Norway is not a country that regularly produces the fastest sprinters in the world. However, there was an exception in the case of Aham Okeke. He first tested positive in 1994, but he returned to the track and field scene.

The Nigerian native finally gave up in 2006 when he admitted that a doctor had injected him with testosterone to speed up treatment for a muscle injury before the World Championships in Gothenburg. “It was just a desperate attempt to reach the championships,” Okeke later admitted at a press conference.

Merlene Ottey

It was the first woman to win an Olympic medal for Jamaica. She won bronze in the 100 meters at the Moscow Games in 1980. She accumulated fourteen gold medals at the World Championships and another eight Olympic medals in the years that followed.

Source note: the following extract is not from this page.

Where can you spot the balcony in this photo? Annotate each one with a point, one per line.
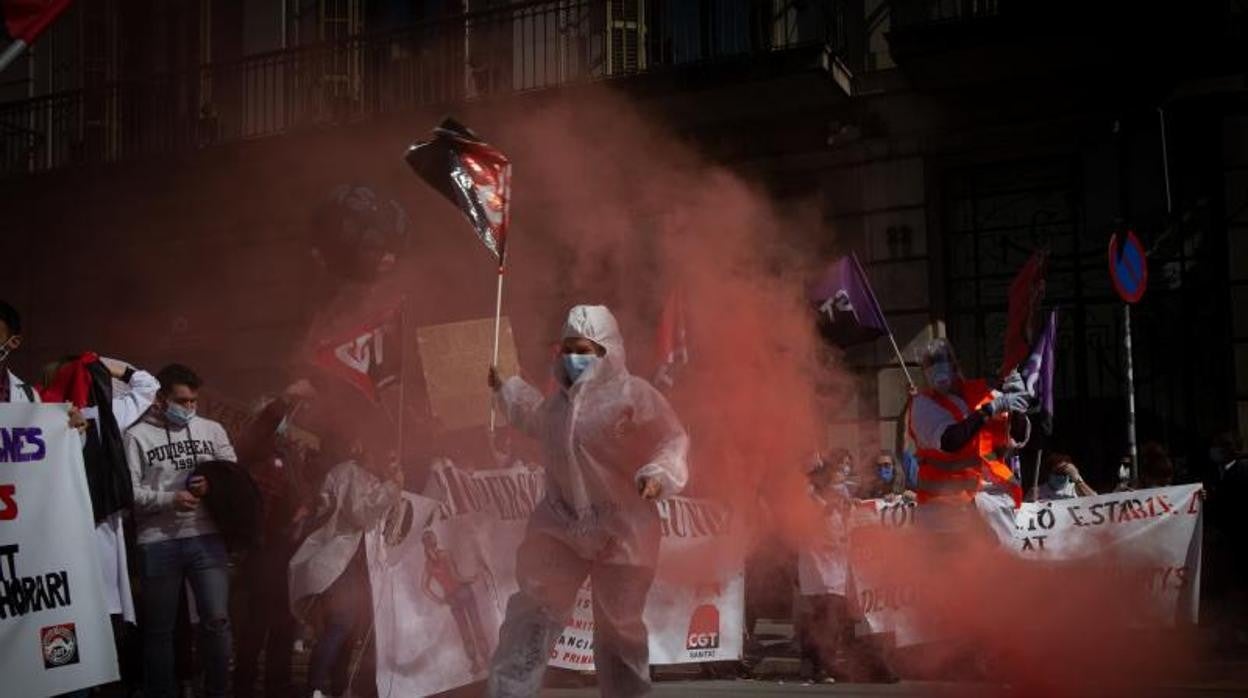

She tested positive for the steroid nandrolone in 1999 and was excluded from the 1999 championships in Seville. Soon after, following a review of a urine sample that did not contain an above-limit concentration of the steroid, she was reprieved. It was later revealed that the test was conducted using the wrong method, so Ottey should not have passed.

The Jamaican sprinter was accused of doping several times after 2000, but she still has a collection of all the medals she won during her long career sitting in a display case at home.